Universities in the United States tend to conduct their off-campus recruiting visits at primarily white and affluent high schools, according to research published April 13.
Researchers from UCLA and the University of Arizona published their study, “The Off-Campus Recruiting Research Project,” on college recruiting and the demographics of the high schools recruiters choose to visit in The New York Times.
Ozan Jaquette, an assistant professor at the UCLA Graduate School of Education & Information Studies, and Karina Salazar, a doctoral candidate at the University of Arizona, compared data from college recruitment visits with data on the racial composition and income of the high schools both visited and not visited by recruiters to determine the demographics of the schools visited.
Jaquette said colleges and universities’ focus on recruiting at affluent, predominantly white high schools reflects how they have become more dependent on tuition revenue for their funding.
“(Dependency on tuition revenue) has always been the case for private institutions that don’t have state funding,” he said. “Now that states are decreasing funding of public universities, it’s true for public universities as well.”

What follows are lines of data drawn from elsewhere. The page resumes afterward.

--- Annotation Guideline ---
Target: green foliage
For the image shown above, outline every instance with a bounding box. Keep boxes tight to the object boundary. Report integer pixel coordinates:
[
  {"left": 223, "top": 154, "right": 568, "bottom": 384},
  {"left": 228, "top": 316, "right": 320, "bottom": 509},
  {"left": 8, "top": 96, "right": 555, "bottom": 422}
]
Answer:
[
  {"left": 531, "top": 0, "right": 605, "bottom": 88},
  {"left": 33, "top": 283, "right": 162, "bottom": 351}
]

A report by the State Higher Education Executive Officers Association published in March showed that, for the first time, most public universities in the United States depended primarily on tuition revenue to fund their higher education instead of state funding.
Salazar added decreasing state funding for public universities incentivizes those schools to increase enrollment for out-of-state students – who pay three to four times more than in-state students – to make up for the loss in funding.
Salazar said previous research tends to blame families and high schools of low-income students and students of color for their low admittance rates to certain colleges and universities. However, she said she and Jaquette wanted to focus their research on what higher education institutions are doing to attract students.
“There’s also a lot of discourse that looks at (which) students get into college and (which) students don’t,” she said. “We’re interested in focusing on understanding what universities are actually doing to increase the number of low-income students and students of color and understanding whether or not there’s actual commitment on the part of the universities.”
This research has implications for the students who are not being recruited, Jaquette said. For example, research from the University at Buffalo found that college visits to high schools impacted whether students, particularly first-generation students and students of color, applied and enrolled to those schools, Salazar said.
Jaquette added low-income students often continue to be a minority at public universities that are increasingly recruiting more affluent students.
“At public universities, you’ve got increasingly a very affluent student body,” Jaquette said. “Students that are low-income will often feel somewhat out of place because (a public universities is) not a place that values social mobility like it used to.”
Jaquette said he thinks University of California schools appeared to do better at recruiting from in-state high schools than other public universities. However, he added it was too early in the data-collection process to make definitive statements about UC schools.
Gary Clark, the director of undergraduate admissions at UCLA, said in an email statement that UCLA admissions focuses its recruiting efforts on in-state students and students who have not decided whether they want to attend college, including first-generation students, low-income students and students from rural locations.
“Our first priority is to be present in communities right here in Los Angeles and throughout California,” he said. “It is especially important for us to reach students for whom going to college is not a foregone conclusion.”
Changing the high schools at which colleges recruit could increase diversity, Salazar said.
“This could very much be a tool for increasing the diversity of incoming classes into four-year universities,” she said.